PETROAN Raises Alarm as Gulf Tensions Push Petrol Near N2,000 Per Litre

The Petroleum Products Retail Outlets Owners Association of Nigeria (PETROAN) has warned that petrol prices in Nigeria could surge to about N2,000 per litre if the escalating conflict in the Middle East continues to disrupt global oil supply.

The group urged the Nigerian National Petroleum Company Limited (NNPC) to urgently scale up domestic refining capacity to cushion the impact of rising crude oil prices on the Nigerian economy.

In a statement issued on Monday, PETROAN’s National President, Billy Gillis-Harry, said the ongoing hostilities involving Iran, Israel and the United States have already pushed global crude oil prices beyond the $100 per barrel mark, raising fears of sharp increases in fuel prices worldwide.

Oil prices have surged in recent days as the conflict threatens production and shipping routes in the Middle East, particularly around the strategic Strait of Hormuz, a key corridor for global oil supplies.

According to Gillis-Harry, if the situation persists, the cost of Premium Motor Spirit (PMS) in Nigeria could rise dramatically.

“PMS could rise close to N2,000 per litre while AGO may approach N3,000 per litre if the situation persists,” he said.

He called on the Group Chief Executive Officer of NNPC, Bayo Ojulari, to accelerate the restart of Nigeria’s refineries, particularly the Area 5 plant in Port Harcourt and the refinery in Warri, to reduce the country’s heavy reliance on imported petroleum products.

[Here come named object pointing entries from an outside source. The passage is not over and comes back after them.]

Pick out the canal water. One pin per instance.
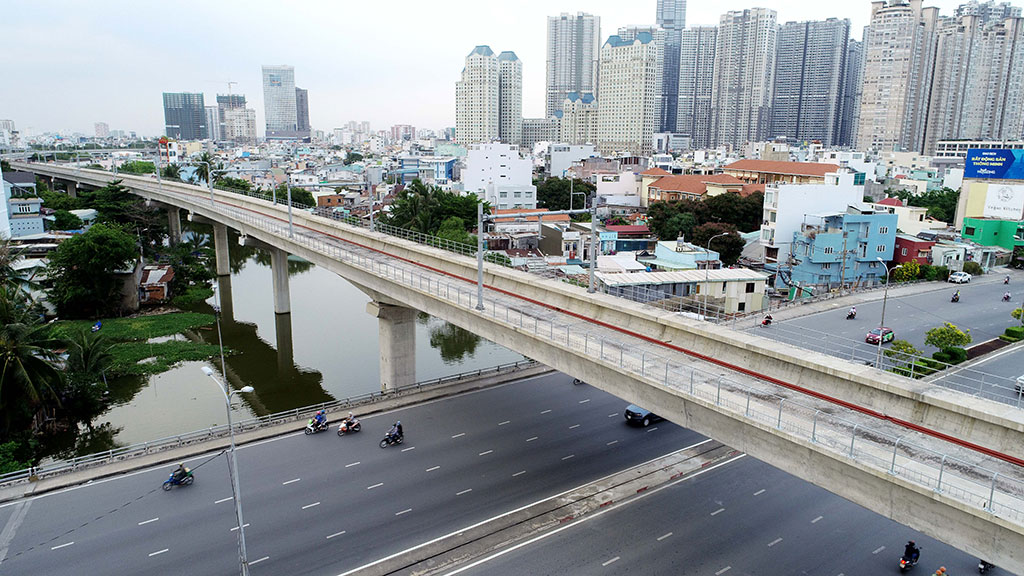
(327, 348)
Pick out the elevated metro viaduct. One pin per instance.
(645, 356)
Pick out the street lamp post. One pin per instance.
(708, 271)
(882, 321)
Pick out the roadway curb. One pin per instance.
(446, 552)
(132, 463)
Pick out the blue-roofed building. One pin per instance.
(836, 249)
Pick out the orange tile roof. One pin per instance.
(693, 183)
(788, 168)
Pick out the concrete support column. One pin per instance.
(396, 327)
(220, 248)
(174, 223)
(279, 266)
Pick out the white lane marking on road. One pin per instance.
(526, 506)
(15, 520)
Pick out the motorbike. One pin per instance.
(184, 481)
(347, 426)
(390, 439)
(313, 426)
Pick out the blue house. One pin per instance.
(845, 248)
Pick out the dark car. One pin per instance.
(640, 417)
(872, 336)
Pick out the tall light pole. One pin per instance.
(708, 271)
(882, 321)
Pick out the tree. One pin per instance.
(83, 271)
(907, 272)
(947, 336)
(728, 247)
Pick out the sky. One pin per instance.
(70, 64)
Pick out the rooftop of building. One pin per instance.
(787, 168)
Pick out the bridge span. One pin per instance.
(937, 460)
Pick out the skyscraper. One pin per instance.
(279, 101)
(744, 77)
(899, 50)
(696, 79)
(631, 93)
(851, 95)
(810, 80)
(476, 103)
(672, 18)
(302, 111)
(509, 97)
(573, 49)
(978, 76)
(184, 116)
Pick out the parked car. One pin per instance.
(640, 417)
(872, 336)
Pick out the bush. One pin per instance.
(974, 269)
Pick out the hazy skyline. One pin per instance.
(70, 65)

The PETROAN president warned that continued increases in fuel prices could worsen inflation, raise transportation costs and deepen economic hardship for millions of Nigerians.

He said higher fuel prices would inevitably trigger increases in the cost of goods and services, while also threatening jobs and slowing economic activities.

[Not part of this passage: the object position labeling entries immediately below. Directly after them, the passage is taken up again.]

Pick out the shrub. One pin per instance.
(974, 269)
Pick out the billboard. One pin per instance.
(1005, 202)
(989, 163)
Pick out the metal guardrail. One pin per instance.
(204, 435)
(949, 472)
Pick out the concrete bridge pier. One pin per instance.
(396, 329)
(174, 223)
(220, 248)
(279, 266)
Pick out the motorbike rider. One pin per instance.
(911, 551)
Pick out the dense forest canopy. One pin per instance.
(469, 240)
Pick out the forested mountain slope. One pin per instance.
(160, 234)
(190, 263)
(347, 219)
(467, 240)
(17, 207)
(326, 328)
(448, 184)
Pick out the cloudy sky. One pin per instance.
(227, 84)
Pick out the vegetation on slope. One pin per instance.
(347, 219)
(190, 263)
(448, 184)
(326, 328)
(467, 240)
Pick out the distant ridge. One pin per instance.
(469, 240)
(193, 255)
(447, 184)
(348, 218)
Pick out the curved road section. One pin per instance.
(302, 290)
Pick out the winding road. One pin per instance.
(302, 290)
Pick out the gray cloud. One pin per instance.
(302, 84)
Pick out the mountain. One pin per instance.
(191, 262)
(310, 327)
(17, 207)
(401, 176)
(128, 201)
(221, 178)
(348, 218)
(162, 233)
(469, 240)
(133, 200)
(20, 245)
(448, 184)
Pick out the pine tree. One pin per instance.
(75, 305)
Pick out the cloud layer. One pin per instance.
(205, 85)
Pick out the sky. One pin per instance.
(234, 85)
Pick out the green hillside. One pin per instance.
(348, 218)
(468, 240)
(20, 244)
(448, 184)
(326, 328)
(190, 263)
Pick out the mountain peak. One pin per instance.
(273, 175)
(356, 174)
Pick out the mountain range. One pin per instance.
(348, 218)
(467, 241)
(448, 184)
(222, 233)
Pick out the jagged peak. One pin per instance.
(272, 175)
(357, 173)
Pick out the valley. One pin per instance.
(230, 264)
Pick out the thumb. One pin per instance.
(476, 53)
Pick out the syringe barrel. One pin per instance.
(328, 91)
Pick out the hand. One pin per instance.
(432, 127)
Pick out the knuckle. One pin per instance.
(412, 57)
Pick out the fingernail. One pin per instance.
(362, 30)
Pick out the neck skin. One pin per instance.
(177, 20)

“With crude oil prices already crossing $100 per barrel and petrol selling above N1,000 per litre in many locations, Nigeria could face severe economic pressure if the war drags on,” he said.

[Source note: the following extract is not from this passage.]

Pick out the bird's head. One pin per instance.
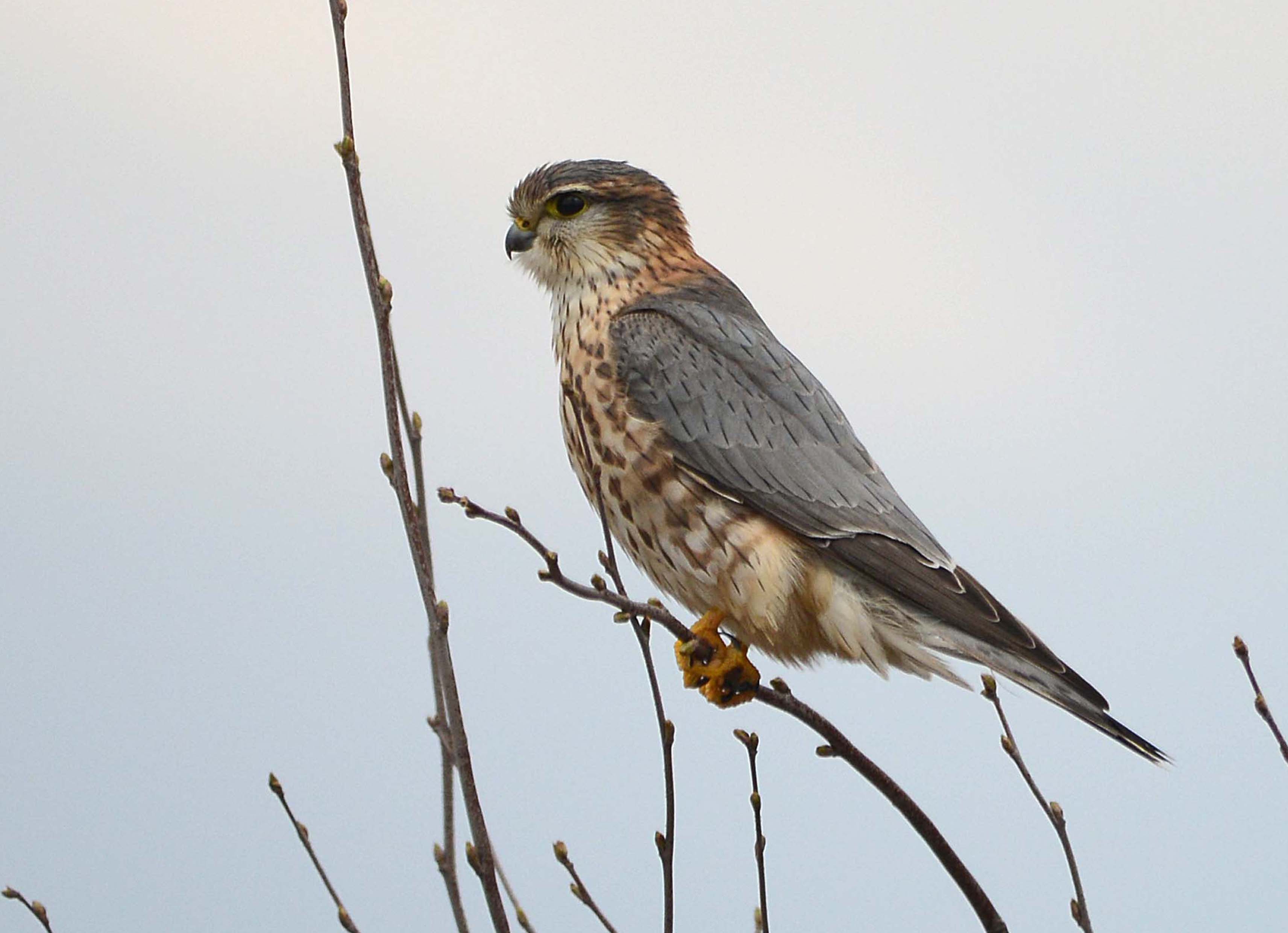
(575, 223)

Despite the concerns, the association expressed confidence that the ongoing energy sector reforms under President Bola Ahmed Tinubu would eventually stabilise the downstream sector and provide long-term relief.

Global energy markets have become increasingly volatile as the conflict in the Gulf region intensifies, with analysts warning that oil prices could climb even higher if disruptions to supply routes persist.

PETROAN, however, insisted that boosting local refining and strengthening domestic fuel supply chains remain Nigeria’s best defence against external shocks in the global oil market.